Matis pushed the man off him. "You witless lout, I say you lie. You only say what you think will hurt me most."
"I speak out what you know to be true deep inside you, am I not?" Nigel whispered into Matis' ear. Matis breathed hard. He shook all over, but any reply died in his mouth. Waiting, Nigel scanned their surroundings from his new position with a finger tapping his chin. He suddenly jumped as if remembering something important. "Why aren't you on your way yet?"
Matis stabbed at Nigel with his finger. "Because you jerk, you have held me here for so long with your vile talk."
"What's that now?" Nigel stemmed his hands into his sides. "I've never believed that a mighty prince, strongest of the Immortals, leader of the Wild Hunt and what not could ever be - what shall I call it? - influenced, manipulated, deployed, thwarted by a lowly witch."
A lightning bolt cracked as Matis fists closed at his sides. The rain increased. "Show me the way now, before I do something exceptionally stupid to a lowly witch."

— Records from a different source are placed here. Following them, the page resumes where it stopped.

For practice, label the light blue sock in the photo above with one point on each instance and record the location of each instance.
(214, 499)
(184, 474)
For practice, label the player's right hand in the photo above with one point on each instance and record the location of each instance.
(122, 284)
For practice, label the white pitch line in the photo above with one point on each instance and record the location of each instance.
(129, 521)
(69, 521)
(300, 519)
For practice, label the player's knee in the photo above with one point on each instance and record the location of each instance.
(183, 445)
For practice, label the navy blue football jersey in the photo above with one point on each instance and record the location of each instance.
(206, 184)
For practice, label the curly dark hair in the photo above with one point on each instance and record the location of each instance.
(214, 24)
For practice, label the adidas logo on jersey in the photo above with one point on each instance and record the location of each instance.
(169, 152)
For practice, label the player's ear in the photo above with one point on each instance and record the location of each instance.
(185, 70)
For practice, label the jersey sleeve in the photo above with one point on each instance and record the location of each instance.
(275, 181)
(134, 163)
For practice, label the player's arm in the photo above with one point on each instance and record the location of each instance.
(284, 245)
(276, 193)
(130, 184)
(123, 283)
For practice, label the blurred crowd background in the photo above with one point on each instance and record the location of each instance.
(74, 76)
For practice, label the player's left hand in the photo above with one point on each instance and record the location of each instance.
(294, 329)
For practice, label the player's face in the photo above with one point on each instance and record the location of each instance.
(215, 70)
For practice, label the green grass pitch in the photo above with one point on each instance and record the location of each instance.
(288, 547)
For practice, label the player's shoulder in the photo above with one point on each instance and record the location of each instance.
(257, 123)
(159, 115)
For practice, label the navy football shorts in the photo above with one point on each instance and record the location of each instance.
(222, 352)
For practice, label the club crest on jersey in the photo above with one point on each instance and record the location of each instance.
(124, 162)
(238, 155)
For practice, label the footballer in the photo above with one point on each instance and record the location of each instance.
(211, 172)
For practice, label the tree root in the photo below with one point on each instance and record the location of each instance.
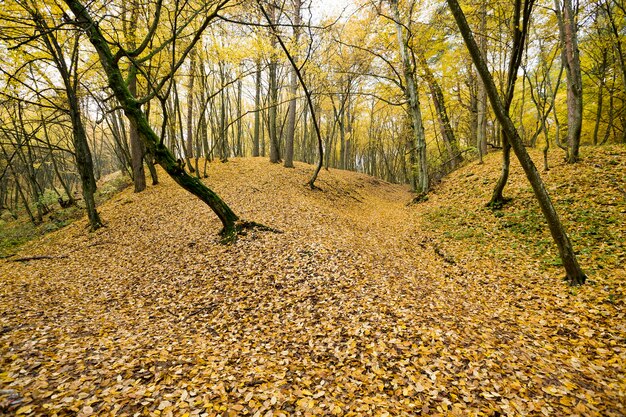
(241, 228)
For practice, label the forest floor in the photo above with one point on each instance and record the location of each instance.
(364, 305)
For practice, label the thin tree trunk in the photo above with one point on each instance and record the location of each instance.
(575, 274)
(293, 89)
(419, 167)
(133, 111)
(570, 55)
(190, 91)
(257, 112)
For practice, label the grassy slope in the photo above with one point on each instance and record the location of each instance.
(363, 305)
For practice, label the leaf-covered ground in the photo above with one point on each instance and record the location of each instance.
(363, 306)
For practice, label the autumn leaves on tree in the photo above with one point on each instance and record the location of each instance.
(388, 90)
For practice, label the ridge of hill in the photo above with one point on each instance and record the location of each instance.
(363, 305)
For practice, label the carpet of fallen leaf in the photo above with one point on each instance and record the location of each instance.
(364, 305)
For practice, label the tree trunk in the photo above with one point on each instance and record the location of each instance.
(257, 112)
(133, 111)
(575, 274)
(419, 167)
(521, 21)
(136, 149)
(570, 55)
(293, 89)
(190, 136)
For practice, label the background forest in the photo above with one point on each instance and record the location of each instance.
(393, 91)
(403, 263)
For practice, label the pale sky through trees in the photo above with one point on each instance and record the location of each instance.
(325, 8)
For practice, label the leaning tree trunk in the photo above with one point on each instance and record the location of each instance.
(570, 55)
(133, 111)
(520, 30)
(575, 274)
(293, 88)
(410, 91)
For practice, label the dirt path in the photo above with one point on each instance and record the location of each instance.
(354, 310)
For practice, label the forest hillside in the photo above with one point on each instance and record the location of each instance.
(361, 304)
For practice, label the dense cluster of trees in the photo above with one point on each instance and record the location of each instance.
(389, 88)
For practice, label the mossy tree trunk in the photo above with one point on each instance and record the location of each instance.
(575, 274)
(132, 109)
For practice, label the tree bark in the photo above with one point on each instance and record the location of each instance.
(575, 274)
(133, 111)
(257, 112)
(419, 167)
(293, 89)
(570, 55)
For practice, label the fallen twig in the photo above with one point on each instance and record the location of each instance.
(37, 258)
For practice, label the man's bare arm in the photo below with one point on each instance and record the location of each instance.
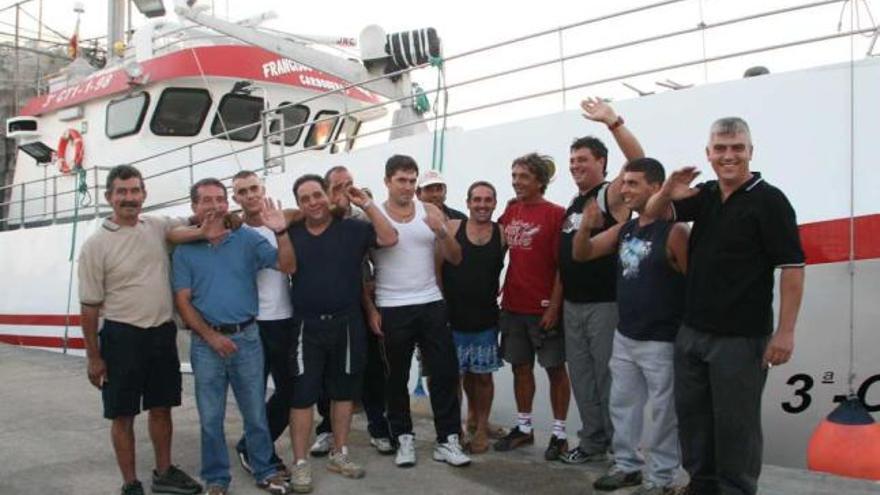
(677, 247)
(791, 291)
(97, 368)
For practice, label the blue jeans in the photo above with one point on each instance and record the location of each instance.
(213, 374)
(642, 370)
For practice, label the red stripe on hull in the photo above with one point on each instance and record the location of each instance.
(40, 320)
(828, 241)
(40, 341)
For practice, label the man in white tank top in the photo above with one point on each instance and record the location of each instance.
(411, 311)
(275, 314)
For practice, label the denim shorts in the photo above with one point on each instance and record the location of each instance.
(477, 351)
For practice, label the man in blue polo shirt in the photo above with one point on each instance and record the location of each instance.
(215, 291)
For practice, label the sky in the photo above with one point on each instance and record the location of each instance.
(466, 24)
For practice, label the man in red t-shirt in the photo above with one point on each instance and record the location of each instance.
(531, 300)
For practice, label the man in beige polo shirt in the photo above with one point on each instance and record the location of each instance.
(123, 276)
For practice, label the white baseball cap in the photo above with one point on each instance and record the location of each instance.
(429, 178)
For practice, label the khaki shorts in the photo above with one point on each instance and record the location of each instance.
(522, 338)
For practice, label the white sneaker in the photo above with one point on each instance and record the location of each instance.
(322, 446)
(406, 451)
(451, 452)
(382, 445)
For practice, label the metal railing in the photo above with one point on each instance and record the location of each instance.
(275, 138)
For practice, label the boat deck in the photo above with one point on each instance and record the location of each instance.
(55, 441)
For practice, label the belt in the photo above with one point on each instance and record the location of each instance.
(328, 316)
(232, 328)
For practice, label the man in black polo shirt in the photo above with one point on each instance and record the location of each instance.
(588, 289)
(326, 292)
(743, 230)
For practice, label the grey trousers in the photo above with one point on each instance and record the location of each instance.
(718, 385)
(642, 370)
(589, 334)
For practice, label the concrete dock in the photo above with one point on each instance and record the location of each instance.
(54, 440)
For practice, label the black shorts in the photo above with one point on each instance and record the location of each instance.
(143, 369)
(329, 359)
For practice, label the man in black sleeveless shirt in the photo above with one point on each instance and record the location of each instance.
(471, 293)
(589, 307)
(743, 230)
(651, 262)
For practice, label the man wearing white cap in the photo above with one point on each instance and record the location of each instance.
(432, 189)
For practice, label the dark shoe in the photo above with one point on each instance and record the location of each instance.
(616, 479)
(275, 484)
(556, 449)
(133, 488)
(580, 456)
(175, 481)
(516, 438)
(652, 489)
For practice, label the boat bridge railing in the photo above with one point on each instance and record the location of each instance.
(51, 203)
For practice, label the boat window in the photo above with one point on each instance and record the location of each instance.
(125, 116)
(180, 112)
(322, 130)
(346, 135)
(293, 116)
(237, 111)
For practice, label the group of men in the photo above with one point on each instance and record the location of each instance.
(332, 300)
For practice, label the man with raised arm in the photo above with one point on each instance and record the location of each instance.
(651, 262)
(743, 230)
(327, 291)
(215, 285)
(588, 288)
(531, 300)
(471, 292)
(123, 276)
(274, 318)
(339, 180)
(411, 311)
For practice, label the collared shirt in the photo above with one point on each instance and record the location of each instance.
(125, 271)
(223, 277)
(735, 246)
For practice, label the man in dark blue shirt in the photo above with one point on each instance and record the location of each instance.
(743, 230)
(215, 290)
(326, 294)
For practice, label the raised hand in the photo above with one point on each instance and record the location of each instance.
(592, 217)
(678, 184)
(435, 219)
(597, 110)
(779, 349)
(357, 196)
(213, 226)
(272, 215)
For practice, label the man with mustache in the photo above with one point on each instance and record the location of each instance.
(215, 285)
(339, 180)
(651, 262)
(123, 276)
(531, 299)
(331, 353)
(743, 230)
(588, 289)
(471, 292)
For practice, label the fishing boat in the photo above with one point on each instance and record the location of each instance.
(201, 96)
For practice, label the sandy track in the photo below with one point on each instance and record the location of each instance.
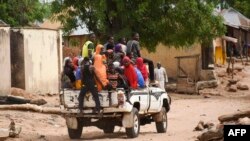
(186, 112)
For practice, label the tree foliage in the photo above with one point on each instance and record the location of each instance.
(22, 12)
(242, 6)
(171, 22)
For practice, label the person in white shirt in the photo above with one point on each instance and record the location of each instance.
(161, 76)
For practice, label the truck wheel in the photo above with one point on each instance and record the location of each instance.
(109, 129)
(75, 133)
(134, 131)
(161, 126)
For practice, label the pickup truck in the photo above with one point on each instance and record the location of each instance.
(143, 106)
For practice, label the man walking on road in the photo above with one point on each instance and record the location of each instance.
(161, 76)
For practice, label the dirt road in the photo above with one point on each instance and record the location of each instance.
(186, 111)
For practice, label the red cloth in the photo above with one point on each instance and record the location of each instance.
(100, 69)
(129, 72)
(142, 67)
(75, 62)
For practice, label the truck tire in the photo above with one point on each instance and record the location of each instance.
(161, 127)
(75, 133)
(109, 129)
(134, 131)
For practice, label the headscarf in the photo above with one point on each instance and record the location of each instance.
(100, 68)
(142, 67)
(118, 48)
(130, 73)
(140, 79)
(75, 62)
(98, 49)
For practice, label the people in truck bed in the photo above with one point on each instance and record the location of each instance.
(140, 79)
(68, 70)
(88, 84)
(75, 62)
(100, 69)
(142, 67)
(129, 72)
(78, 74)
(118, 53)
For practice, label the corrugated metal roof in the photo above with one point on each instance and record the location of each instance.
(235, 19)
(80, 30)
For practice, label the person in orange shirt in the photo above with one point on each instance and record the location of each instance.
(130, 73)
(100, 69)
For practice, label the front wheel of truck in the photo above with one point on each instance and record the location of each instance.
(75, 133)
(161, 126)
(134, 131)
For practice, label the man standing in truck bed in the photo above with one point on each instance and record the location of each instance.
(88, 85)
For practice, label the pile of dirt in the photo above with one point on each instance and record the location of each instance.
(22, 93)
(216, 133)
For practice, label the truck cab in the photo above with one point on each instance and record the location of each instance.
(139, 107)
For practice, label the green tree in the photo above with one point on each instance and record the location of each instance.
(243, 6)
(22, 12)
(171, 22)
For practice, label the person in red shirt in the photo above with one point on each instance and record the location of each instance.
(129, 72)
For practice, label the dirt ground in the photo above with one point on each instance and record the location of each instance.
(186, 111)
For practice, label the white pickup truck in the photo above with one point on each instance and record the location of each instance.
(144, 106)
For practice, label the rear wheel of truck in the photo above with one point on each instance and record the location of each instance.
(109, 129)
(75, 133)
(161, 126)
(134, 131)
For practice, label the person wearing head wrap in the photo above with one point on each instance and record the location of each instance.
(78, 74)
(130, 73)
(100, 69)
(75, 63)
(161, 76)
(118, 55)
(68, 70)
(88, 84)
(140, 79)
(142, 67)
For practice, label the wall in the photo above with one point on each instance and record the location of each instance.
(5, 76)
(41, 52)
(167, 55)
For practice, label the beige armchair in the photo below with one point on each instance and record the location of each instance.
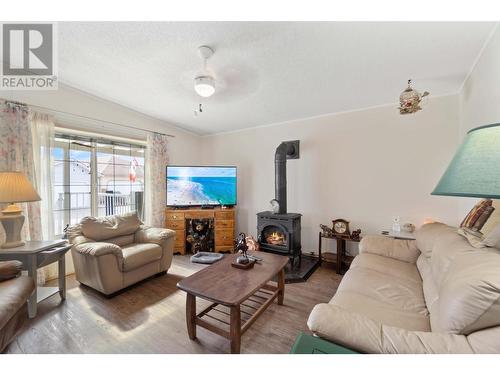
(14, 292)
(113, 252)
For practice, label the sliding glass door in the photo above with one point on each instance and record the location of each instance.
(95, 177)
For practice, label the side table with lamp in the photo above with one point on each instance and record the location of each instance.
(14, 188)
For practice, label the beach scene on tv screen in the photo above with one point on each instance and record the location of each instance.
(188, 186)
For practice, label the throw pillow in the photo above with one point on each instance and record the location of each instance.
(485, 228)
(479, 214)
(492, 239)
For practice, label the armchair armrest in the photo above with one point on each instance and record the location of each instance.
(404, 250)
(153, 235)
(10, 269)
(363, 334)
(98, 249)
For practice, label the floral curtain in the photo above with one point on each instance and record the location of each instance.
(155, 195)
(16, 154)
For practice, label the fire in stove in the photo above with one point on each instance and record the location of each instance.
(276, 238)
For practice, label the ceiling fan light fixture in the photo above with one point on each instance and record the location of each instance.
(204, 86)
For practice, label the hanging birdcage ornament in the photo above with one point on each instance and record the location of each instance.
(409, 100)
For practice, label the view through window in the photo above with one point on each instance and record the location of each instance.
(95, 177)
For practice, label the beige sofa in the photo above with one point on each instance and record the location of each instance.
(14, 293)
(113, 252)
(437, 294)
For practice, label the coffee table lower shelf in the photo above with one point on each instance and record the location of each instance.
(218, 317)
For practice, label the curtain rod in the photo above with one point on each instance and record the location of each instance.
(85, 117)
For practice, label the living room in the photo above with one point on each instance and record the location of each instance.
(239, 186)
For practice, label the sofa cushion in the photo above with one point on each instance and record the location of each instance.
(13, 295)
(398, 293)
(426, 236)
(122, 240)
(388, 266)
(379, 311)
(139, 254)
(431, 293)
(104, 228)
(448, 244)
(469, 296)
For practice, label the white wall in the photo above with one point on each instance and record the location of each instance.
(183, 148)
(365, 166)
(480, 97)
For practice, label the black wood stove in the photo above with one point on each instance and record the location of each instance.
(279, 232)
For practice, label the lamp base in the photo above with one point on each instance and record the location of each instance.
(12, 224)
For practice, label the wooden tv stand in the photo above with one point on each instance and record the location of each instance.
(175, 219)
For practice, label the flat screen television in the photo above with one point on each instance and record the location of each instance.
(201, 186)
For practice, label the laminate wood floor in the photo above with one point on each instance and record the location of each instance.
(150, 318)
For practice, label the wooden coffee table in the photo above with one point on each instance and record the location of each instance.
(249, 291)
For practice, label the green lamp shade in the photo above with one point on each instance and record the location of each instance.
(475, 168)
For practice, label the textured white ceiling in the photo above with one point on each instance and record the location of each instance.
(266, 72)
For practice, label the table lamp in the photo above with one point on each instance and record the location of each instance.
(14, 187)
(475, 168)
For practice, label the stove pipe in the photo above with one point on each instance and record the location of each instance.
(286, 150)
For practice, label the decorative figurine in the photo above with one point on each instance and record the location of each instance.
(327, 232)
(252, 244)
(241, 246)
(356, 234)
(341, 228)
(409, 100)
(409, 227)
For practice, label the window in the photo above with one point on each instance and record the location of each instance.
(95, 177)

"A while to the stock, and a while to the stone; then the road to thy left, till you reach where the toad meets the biting midge – and voila, the Rainbow Bridge," Nigel soughed.
Groaning, Matis waved him off as he turned and stalked away. "No whisky for you, nutter. I don't think you need any." His free hand roamed to the bracelets to rip them off. He stopped before they snapped, needing them as a reminder for later that he hadn't made up the conversation. Instead, more lightning flashed over London and rain set in again.